外国為替市場で、当面、一方的な円安には歯止めがかかりそうだとの見方が広がっている。QUICKと日経ヴェリタスが共同で実施した2月の月次調査<外為>で、トランプ米大統領の就任から100日後にあたる4月末の為替相場を聞いたところ、就任時の水準である1ドル=156円を超える円安進行の予想は11%にとどまった。
一方、「円高方向」は65%、「おおむね横ばい」は24%で、合わせて89%に達した。
農林中金総合研究所の南武志氏は「米国のインフレへの警戒感は根強く、円安圧力は高い状態が続く可能性があるが、日銀の利上げ継続方針が示されており円安圧力は解消していく」と指摘する。日銀の利上げペースが早まれば「円高気味の展開も想定される」とみる。
日銀は今回の利上げ局面でどの水準まで金利を引き上げるか聞いたところ、「1.00%」が50%で最多だった。日銀は1月の金融政策決定会合で政策金利を0.5%に引き上げた。日銀の田村直樹審議委員が「2025年度後半には少なくとも1%程度まで短期金利を引き上げることが必要」と述べ、市場では追加利上げの織り込みが進んでいる。
米連邦準備理事会(FRB)の利下げ局面はどこまで続くか聞いたところ、現状の水準(4.25~4.50%)から0.25%の利下げ3回に相当する「3.50~3.75%」との予想が23%だった。2回利下げ、4回利下げとの回答もそれぞれ20%あり見方が割れた。「トランプ氏の政策次第で利下げ回数は流動的になる」(証券会社)との声があった。
4会合連続で利下げを実施している欧州中央銀行(ECB)は「2.00%」まで利下げを継続するとの見方が47%で最多だった。現状の「2.75%」から3回の利下げに相当する。4月末のユーロ相場(対ドル)は「ドル高方向」との予想が58%を占めた。「おおむね横ばい」も35%あった。欧米の利下げペースの違いから金利差がじわりと開く可能性が意識されている。
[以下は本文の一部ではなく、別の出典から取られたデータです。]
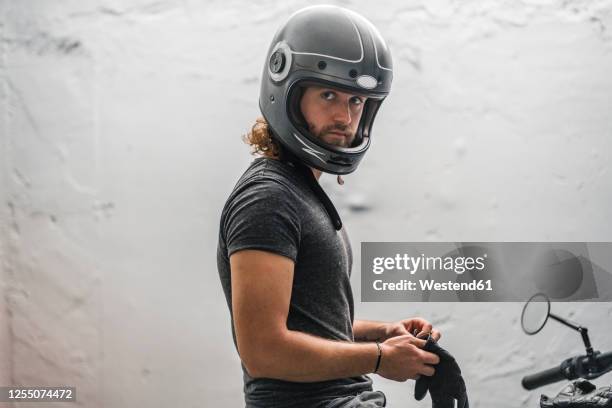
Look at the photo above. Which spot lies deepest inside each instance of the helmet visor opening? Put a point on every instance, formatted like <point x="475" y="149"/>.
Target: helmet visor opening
<point x="323" y="130"/>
トランプ政権の政策で為替相場に最も影響を与えるもの(2つ選択)を聞いたところ、「輸入関税の引き上げ」が86%だった。1月調査(84%)に続き最多だった。トランプ大統領は1日にメキシコとカナダに25%の関税、中国に10%の追加関税を課す大統領令に署名した。カナダとメキシコは首脳間の合意で1カ月の延期が決まったが、中国に対しては予定通り関税を引き上げた。
住友商事グローバルリサーチの鈴木将之氏は「トランプ政権の関税政策がいったん出尽くし全体像が見えるまでは、為替相場は変動する場面が多いだろう」と話す。2位は「ドル高の是正」(37%)、3位は「FRBの金融政策への関与拡大」(25%)だった。
調査は2月10~12日に実施、金融機関や事業会社の外為市場関係者67人が回答した。